OFSP bread has become so popular that Organi Ltd set up some ovens in the puree factory and now bakes its own bread to sell locally. It smelled good, looked very nice, and when I gave a loaf a gentle squeeze, it felt just right!
According to Muzhingi, Organi Ltd purchases OFSP from smallholder farmers for almost double the price on the local markets, and since most of those suppliers are women, the income helps cover the day-to-day household needs of some very needy families. “The OFSP puree value chain is a win-win for everyone and we are looking forward to scaling out and scaling up in the region,” he says.
The puree factory needs a steady supply of OFSP roots, so CIP works to ensure that local farmers can produce enough. This requires an ample supply of virus-free OFSP vines for planting material, because sweetpotato viruses can significantly lower yield, especially when infected vines are replanted. Consequently, the project trains some farmers to become decentralized vine multipliers, and the Kenya Plant Health Inspectorate Services provides them with virus-free starter material derived from tissue culture plantlets that have been screened for viruses. Vine producers are essential for Organi Ltd to be able to scale up production, or for other puree producers to come on board, as demand for OFSP baked goods grows.
I was thus happy to visit a vine multiplier named Teresa at her farm in Homa Bay County, near Kisumu, in Western Kenya, which is a major sweetpotato production area. She showed us the two small net tunnels that she grows planting material in, in order to protect the vines from the whiteflies that spread sweetpotato viruses. Teresa and her husband became vine multipliers and learned to use the net tunnels thanks to CIP’s Scaling up Sweetpotato through Agriculture and Nutrition (SUSTAIN) project, and they produce planting material of the Kabode and Vitaa OFSP varieties, which were bred at NARO-Uganda in collaboration with CIP.

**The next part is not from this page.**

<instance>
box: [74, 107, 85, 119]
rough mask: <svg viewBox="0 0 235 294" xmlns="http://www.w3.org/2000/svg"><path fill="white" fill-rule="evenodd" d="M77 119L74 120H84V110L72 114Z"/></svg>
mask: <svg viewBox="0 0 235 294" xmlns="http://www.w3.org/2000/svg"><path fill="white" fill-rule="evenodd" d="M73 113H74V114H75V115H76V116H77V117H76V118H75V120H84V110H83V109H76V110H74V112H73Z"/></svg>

Teresa was a gracious host, and she explained the various challenges that she and other OFSP vine multipliers face. She mentioned that many farmers still prefer the white and yellow local varieties, which are freely exchanged among farmers, unlike the OFSP vines that farmers have to purchase from vine multipliers. As part of efforts to promote the consumption of OFSP, CIP and partners work with rural health clinics to educate pregnant women and mothers about the value of eating OFSP and feeding it to their children, while linking them to vine multipliers such as Teresa, who can supply them with virus-free planting materials.
“I have to encourage the farmers I meet at the health facilities to plant OFSP,” Teresa explains. “Other farmers come to my farm and ask me why I plant OFSP and where they can find a market for it. I am happy to introduce them to people at Organi Ltd.”
As demand for OFSP baked goods grows, more farmers should start growing those varieties, which will increase demand for virus-free planting material. And the more farmers that grow OFSP in a community, the greater that likelihood that the children and women of child-bearing ages who benefit most from that nutritious crop will eat it regularly.
By educating people about the benefits of eating OFSP while building demand for the crop in both urban and rural areas, CIP aims to reduce the incidence of VAD and improve farmer incomes.